NEW DELHI (Bloomberg) - India is set for the highest monsoon rainfall since 1994 as the odds of a La Nina increase, boosting planting of rice, corn and oilseed crops.
The precipitation during the four-month rainy season starting in June is seen at 109 per cent of the average of about 89cm, more than the 105 per cent predicted in April, Skymet Weather Services Pvt., a New Delhi-based private forecaster, said on its website on Tuesday (May 24). The forecast has a margin of error of 4 per cent. That is more than the 106 per cent estimated by the state-run India Meteorological Department.
The prediction for above normal downpour for the first time since 2013 is seen boosting prospects of agricultural production and ease an acute drinking water shortage caused by back-to-back droughts. Prime Minister Narendra Modi's government is counting on a normal monsoon to sustain economic growth and contain food costs after the lowest rainfall since 2009 hurt rice, corn, sugar-cane and oilseed crops last year.
"The El Nino is tapering off and it will collapse after the onset of monsoon," Mr Jatin Singh, Skymet's chief executive said in the statement. "There are more chances of getting into La Nina in the later part of this year."
The tropical Pacific Ocean is in a neutral state and outlooks suggest little chance of indicators returning to El Nino levels, Australia's Bureau of Meteorology said on Tuesday.
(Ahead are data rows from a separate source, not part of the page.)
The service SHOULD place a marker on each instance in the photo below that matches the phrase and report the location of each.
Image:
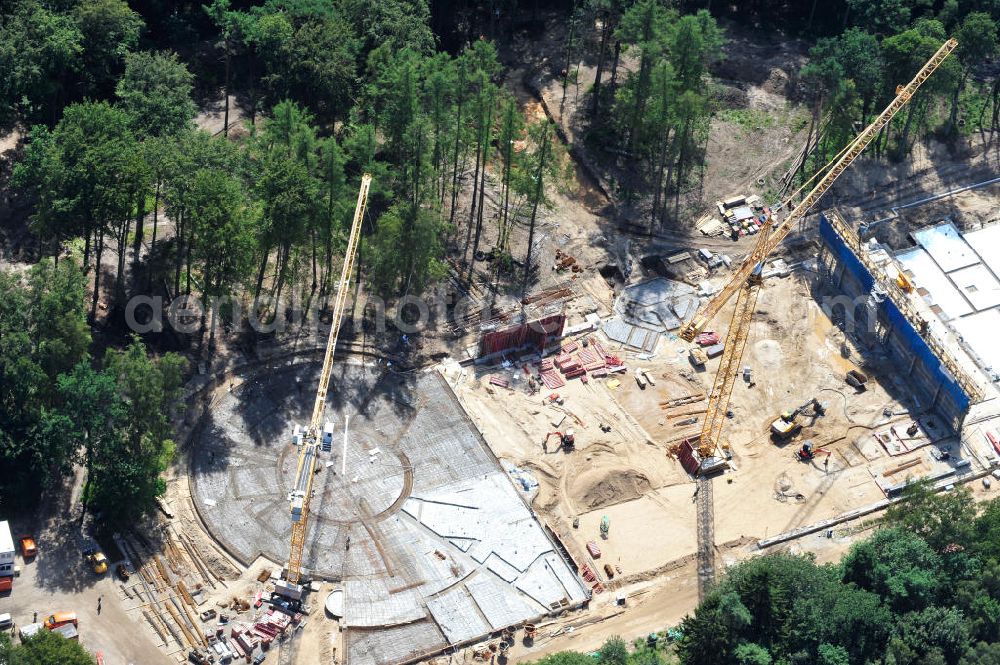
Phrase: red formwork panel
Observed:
(535, 334)
(689, 460)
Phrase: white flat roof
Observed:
(986, 242)
(928, 275)
(6, 540)
(961, 274)
(980, 332)
(946, 245)
(978, 285)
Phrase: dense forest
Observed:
(124, 194)
(922, 589)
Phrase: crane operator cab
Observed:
(327, 440)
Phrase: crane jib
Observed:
(308, 453)
(712, 307)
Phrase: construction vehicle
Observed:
(97, 560)
(856, 380)
(60, 619)
(28, 547)
(786, 425)
(746, 280)
(809, 450)
(309, 440)
(567, 440)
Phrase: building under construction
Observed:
(931, 307)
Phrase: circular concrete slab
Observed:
(399, 430)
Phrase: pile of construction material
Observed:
(576, 360)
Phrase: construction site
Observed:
(588, 462)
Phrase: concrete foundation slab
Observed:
(408, 506)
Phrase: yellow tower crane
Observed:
(309, 440)
(746, 281)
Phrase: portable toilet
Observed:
(327, 436)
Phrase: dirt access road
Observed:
(58, 579)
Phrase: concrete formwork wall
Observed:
(929, 380)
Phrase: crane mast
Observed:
(745, 284)
(309, 443)
(708, 310)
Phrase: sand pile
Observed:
(605, 487)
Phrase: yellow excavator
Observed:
(787, 425)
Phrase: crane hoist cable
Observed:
(310, 439)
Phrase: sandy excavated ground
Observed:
(626, 473)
That means mid-May marks the end of the event that reduced Indian rainfall, parched farmland in Asia and curbed cocoa production in parts of Africa.
Weather watchers are now waiting for La Nina, a cooling of the tropical Pacific sometimes thought of as El Nino's opposite. La Nina typically brings more rain to parts of Asia, including India. Based on the 26 El Nino events since 1900, about 50 per cent have been followed by a neutral year with 40 per cent by La Nina, according to the Australian bureau.
The monsoon affects both summer and winter crop sowing in India, and waters more than half of all farmland. Rainfall was 14 per cent below a 50-year average in 2015, following a 12 per cent shortfall in 2014, data from the meteorological department show.
The area under various monsoon-sown grain crops is set to increase by as much as 20 per cent, boosting production to around 129 million tonnes to 130 million tonnes, Skymet said.
The country produced 124 million tonnes of food grain during the rainy season in 2015, according to farm ministry data. Planting of soybeans, peanuts, pulses may climb while the area under cotton will probably reduce marginally, and the area under sugar cane may remain the same as previous year, Skymet said.